Soldatenkredit

Soldaten werden von den Kreditinstituten in zwei Kategorien eingeteilt: Die Wehrdienstleistenden und die Zeit- bzw. Berufssoldaten. Die letzteren beiden Gruppen sind bei den Banken gern gesehene Kunden und erhalten in der Regel Konditionen, die denen von Beamtenkrediten ähnlich sind. Dies gilt vor allem für Berufssoldaten, deren Status ja auch denen der Beamten gleichkommt. Hintergrund ist das sichere Einkommen und die Erfahrungen mit diesem Personenkreis über Jahrzehnte hinweg. Soldaten fallen deutlich weniger auf, was Probleme bei der Rückzahlung angeht.

Daher offerieren zahlreiche Banken den Berufssoldaten auch den sogenannten Beamtenkredit. Hier wird gleichzeitig ein Ratenkredit und eine Kapitallebensversicherung vereinbart. Die Lebensversicherung kann später auch als Rentenversicherung fungieren. Für Beamtenkredite gelten herausragende Konditionen. Die Kreditsummen können durchaus sechsstellig sein, die Laufzeiten lassen sich auch auf 12 oder gar 20 Jahre festlegen und die Kreditkosten sind äußerst gering. Daraus resultieren monatliche Raten, die die Liquidität erhalten.
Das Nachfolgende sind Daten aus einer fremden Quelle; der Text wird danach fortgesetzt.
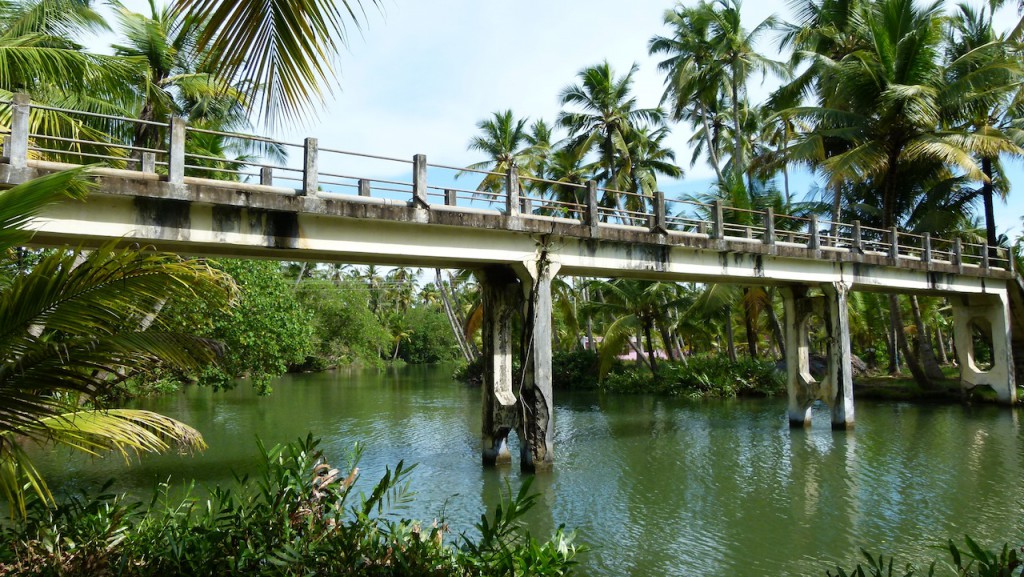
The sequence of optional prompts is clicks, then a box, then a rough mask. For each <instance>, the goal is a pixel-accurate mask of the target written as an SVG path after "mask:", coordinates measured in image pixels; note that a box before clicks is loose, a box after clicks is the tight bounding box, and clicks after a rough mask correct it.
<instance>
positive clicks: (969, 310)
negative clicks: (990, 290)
mask: <svg viewBox="0 0 1024 577" xmlns="http://www.w3.org/2000/svg"><path fill="white" fill-rule="evenodd" d="M950 301H951V302H952V304H953V324H954V331H955V332H954V339H955V342H956V357H957V361H958V362H959V368H961V388H962V389H963V390H965V391H966V390H971V389H972V388H974V387H975V386H979V385H987V386H990V387H992V389H993V390H995V395H996V396H997V398H998V400H999V402H1000V403H1005V404H1008V405H1012V404H1014V403H1016V401H1017V383H1016V374H1015V371H1014V359H1013V349H1012V348H1011V346H1010V343H1011V340H1010V339H1011V336H1010V322H1009V319H1010V301H1009V298H1007V295H1006V294H1000V293H994V294H993V293H987V294H963V295H957V296H952V297H950ZM976 329H977V330H978V331H980V332H981V334H982V335H983V336H984V337H987V340H988V344H989V346H990V348H991V366H990V367H988V368H985V367H983V366H980V363H979V359H978V353H979V352H978V351H976V349H975V343H974V331H975V330H976Z"/></svg>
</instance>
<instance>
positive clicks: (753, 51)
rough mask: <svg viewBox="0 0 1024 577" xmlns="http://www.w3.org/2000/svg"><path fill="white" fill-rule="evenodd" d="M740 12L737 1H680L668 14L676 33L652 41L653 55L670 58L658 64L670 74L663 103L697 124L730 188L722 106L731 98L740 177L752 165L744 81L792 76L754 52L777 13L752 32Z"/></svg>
mask: <svg viewBox="0 0 1024 577" xmlns="http://www.w3.org/2000/svg"><path fill="white" fill-rule="evenodd" d="M740 11H741V3H740V1H739V0H716V1H715V2H713V3H711V2H707V1H701V2H700V3H699V4H697V5H696V6H692V7H687V6H683V5H682V4H677V6H676V7H675V8H674V9H672V10H669V11H667V12H666V14H665V24H666V25H667V26H669V27H671V29H672V36H668V37H665V36H654V37H652V38H651V39H650V41H649V43H648V49H649V51H650V53H651V54H666V55H667V56H668V57H667V58H666V59H665V60H662V61H660V63H659V64H658V70H660V71H662V72H664V73H665V74H666V91H665V94H664V96H663V102H664V101H669V102H671V106H672V109H671V110H672V115H673V118H675V119H676V120H683V119H686V118H689V119H690V120H691V123H693V124H695V125H696V124H697V123H698V124H699V128H700V130H701V134H702V136H703V138H705V147H703V148H705V151H706V153H707V154H708V156H709V160H710V162H711V164H712V166H713V168H714V169H715V172H716V174H717V175H718V180H719V184H720V186H722V187H725V186H727V183H726V174H725V170H724V168H725V167H724V165H723V161H722V155H721V153H722V150H721V148H720V141H719V140H718V138H717V137H716V136H717V134H716V133H715V131H713V124H714V123H715V121H716V119H720V117H721V115H722V114H723V113H724V111H721V110H720V108H719V107H720V105H721V104H722V102H729V106H730V108H731V112H730V115H729V116H730V117H731V118H730V119H729V120H730V123H729V124H730V125H731V132H732V134H731V135H732V147H731V148H732V157H731V160H730V164H731V168H732V170H731V176H732V178H735V179H738V180H739V181H741V180H742V177H743V175H744V174H745V172H746V169H748V166H746V155H745V149H746V148H748V145H746V142H745V141H744V138H745V134H746V133H748V132H749V130H745V129H744V128H745V126H744V125H745V123H746V120H748V118H749V116H750V111H749V109H750V105H749V102H748V96H746V83H748V82H749V81H750V79H751V78H752V76H753V75H755V74H758V73H761V74H767V73H775V74H777V75H779V76H781V77H783V78H784V77H786V76H787V75H788V69H787V68H786V67H784V66H783V65H782V64H781V63H778V61H775V60H772V59H770V58H768V57H765V56H764V55H762V54H760V53H758V52H757V51H756V50H755V45H756V44H757V42H758V41H759V39H760V38H761V37H762V36H764V35H765V34H766V33H768V32H769V31H771V30H772V29H773V28H775V27H776V26H777V22H776V19H775V17H774V16H770V17H768V18H765V19H764V20H762V22H761V23H760V24H758V25H757V26H756V27H754V29H753V30H751V31H750V32H748V31H746V30H744V29H743V28H742V25H741V23H740ZM713 111H716V112H717V113H718V114H717V115H715V114H713ZM694 127H695V128H696V127H697V126H694Z"/></svg>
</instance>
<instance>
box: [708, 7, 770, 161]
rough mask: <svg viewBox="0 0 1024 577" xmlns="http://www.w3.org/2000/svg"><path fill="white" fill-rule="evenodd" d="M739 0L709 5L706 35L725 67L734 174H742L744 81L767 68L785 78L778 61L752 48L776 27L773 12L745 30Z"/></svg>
mask: <svg viewBox="0 0 1024 577" xmlns="http://www.w3.org/2000/svg"><path fill="white" fill-rule="evenodd" d="M741 7H742V4H741V2H740V0H716V2H715V4H714V7H713V8H712V9H711V18H712V20H711V24H710V31H709V32H710V38H709V41H710V42H711V46H712V50H713V53H714V54H715V56H716V59H717V61H718V63H719V66H720V67H721V68H722V69H723V70H724V71H725V76H726V78H727V81H728V84H727V86H728V90H729V100H730V101H731V102H732V132H733V134H732V137H733V149H732V167H733V171H734V173H735V174H736V175H737V177H739V176H741V175H743V174H745V172H746V161H745V157H744V149H745V146H744V142H743V135H744V134H745V131H744V130H743V124H744V119H745V117H746V114H748V111H746V109H748V108H749V105H748V104H746V102H748V99H746V83H748V81H749V80H750V79H751V77H752V76H753V75H754V74H757V73H761V74H768V73H769V72H771V73H774V74H777V75H778V76H780V77H782V78H785V77H787V76H788V69H787V68H786V67H785V66H784V65H782V63H779V61H776V60H772V59H770V58H767V57H765V56H763V55H762V54H760V53H758V52H757V50H755V46H756V44H757V43H758V41H759V40H760V38H761V37H762V36H764V35H765V34H766V33H768V32H770V31H771V30H772V29H774V28H776V26H777V22H776V19H775V16H769V17H767V18H765V19H764V20H762V22H761V23H759V24H758V25H757V26H755V27H754V29H753V30H751V31H750V32H748V31H746V30H744V29H743V27H742V24H741V22H740V9H741Z"/></svg>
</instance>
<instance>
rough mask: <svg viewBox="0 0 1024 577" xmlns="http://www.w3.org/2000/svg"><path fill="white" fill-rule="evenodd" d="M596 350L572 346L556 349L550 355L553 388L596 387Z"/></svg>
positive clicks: (596, 360)
mask: <svg viewBox="0 0 1024 577" xmlns="http://www.w3.org/2000/svg"><path fill="white" fill-rule="evenodd" d="M598 361H599V360H598V356H597V352H596V351H588V349H586V348H574V349H572V351H557V352H555V353H554V354H553V355H552V356H551V382H552V385H553V386H554V387H555V388H563V389H587V388H596V387H597V381H598V380H599V378H598V364H599V363H598Z"/></svg>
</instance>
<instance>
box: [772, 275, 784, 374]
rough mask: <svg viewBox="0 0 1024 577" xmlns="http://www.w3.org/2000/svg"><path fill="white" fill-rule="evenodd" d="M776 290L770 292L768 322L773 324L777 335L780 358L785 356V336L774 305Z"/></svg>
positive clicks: (776, 344) (776, 334) (775, 339)
mask: <svg viewBox="0 0 1024 577" xmlns="http://www.w3.org/2000/svg"><path fill="white" fill-rule="evenodd" d="M773 293H774V290H772V292H769V293H768V296H769V300H768V323H769V324H770V325H771V332H772V336H774V337H775V346H776V348H777V349H778V355H779V358H780V359H784V358H785V337H784V336H783V335H782V324H781V323H779V322H778V315H776V314H775V307H774V306H772V301H773V300H774V298H773V296H774V294H773Z"/></svg>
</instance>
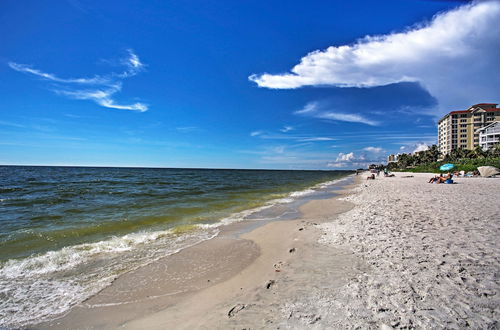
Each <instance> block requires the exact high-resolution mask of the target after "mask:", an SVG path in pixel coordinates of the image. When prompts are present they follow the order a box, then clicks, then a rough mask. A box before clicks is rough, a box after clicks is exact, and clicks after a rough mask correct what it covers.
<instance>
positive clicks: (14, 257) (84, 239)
mask: <svg viewBox="0 0 500 330" xmlns="http://www.w3.org/2000/svg"><path fill="white" fill-rule="evenodd" d="M350 173H352V172H348V171H265V170H209V169H141V168H82V167H28V166H0V247H1V248H0V298H1V299H0V325H3V326H20V325H21V326H22V325H24V324H29V323H33V322H35V321H40V320H44V319H48V318H50V317H51V316H53V315H56V314H59V313H61V312H64V311H66V310H67V309H68V308H69V307H71V306H72V305H74V304H76V303H78V302H81V301H83V300H84V299H86V298H88V297H89V296H91V295H93V294H94V293H96V292H98V291H99V290H101V289H102V288H103V287H105V286H106V285H109V283H111V281H112V280H113V279H114V278H116V276H119V275H120V274H122V273H123V272H126V271H129V270H130V269H134V268H137V267H140V266H141V265H144V264H146V263H148V262H151V261H153V260H156V259H158V258H161V257H163V256H166V255H169V254H172V253H174V252H176V251H179V250H181V249H183V248H186V247H188V246H191V245H193V244H197V243H199V242H201V241H203V240H206V239H210V238H212V237H214V236H216V235H217V234H218V232H219V228H220V226H221V225H224V224H227V223H231V222H235V221H245V219H255V218H259V217H262V215H265V214H267V215H268V216H270V215H272V216H273V217H278V216H279V215H280V214H281V213H283V212H285V213H287V212H288V213H290V212H289V211H290V210H289V209H290V208H291V207H292V205H295V204H296V202H297V201H300V200H301V199H304V198H306V197H307V198H313V197H314V196H315V195H318V196H319V195H320V194H324V193H325V192H327V191H328V189H329V187H330V186H331V184H333V182H335V180H338V179H341V178H343V177H346V176H347V175H348V174H350ZM287 208H288V210H287ZM273 210H274V211H273ZM283 210H285V211H283ZM256 215H259V217H257V216H256Z"/></svg>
Für Soldaten auf Zeit (SaZ) sind die Möglichkeiten eingeschränkter, aber dennoch überdurchschnittlich lukrativ. Ihnen werden Verträge mit hohen Kreditsummen, langen Laufzeiten und niedrigen Kosten angeboten. Hauptargument für die Kreditgeber ist auch hier wieder das sichere monatliche Einkommen, das in der Regel höher bewertet wird, als etwa Grundbesitz. Denn ausschlaggebend für die Möglichkeit des Kunden, einen Kredit zurückzuführen, ist der finanzielle Spielraum, der monatlich zur Verfügung steht. Diese Liquidität berechnet sich als Differenz zwischen Nettoeinkommen und Ausgaben wie Miete, Strom & Gas, Haushalt, Versicherungen usw. Gerade hier stehen Zeitsoldaten oft besonders gut da. Sie verbringen einen Großteil ihrer Zeit im Dienst und am Dienstort. Privater Wohnraum existiert nicht selten lediglich als Wohnstätte bei den Eltern oder als kleine Wohnung. Dazu kommt, dass zum Beispiel auch die Versicherungen den Soldaten günstige Tarife anbieten. Bei Zeitsoldaten gilt häufig der Zeitraum von mindesten 24 Monaten Restdienstzeit, um bei den Banken die günstigen Konditionen zu bekommen.


Ungünstiger ist die Situation für Wehrsoldaten. Ihr Sold ist recht gering und ihre Dienstzeit sehr begrenzt. Derzeit liegt die Dienstzeit für Wehrsoldaten bei neun Monaten und die Bestrebungen der Bundesregierung gehen dahin, diese Zeit weiter zu verkürzen. Hier wird die Problematik für einen Kredit bereits deutlich: Die Dienstzeit ist kürzer als die Kreditlaufzeit von in der Regel mindestens zwölf Monaten.

Daher werden für Wehrsoldaten meist keine besonderen Angebote offeriert. Allerdings bieten einige Kreditbanken speziell für diese Kunden Kredite ohne SCHUFA-Eintrag an. Dies ist vor allem dann empfehlenswert, wenn sich der Wehrsoldat die weitere Karriere bei der Bundeswehr als Zeit- oder Berufssoldat offenhalten möchte.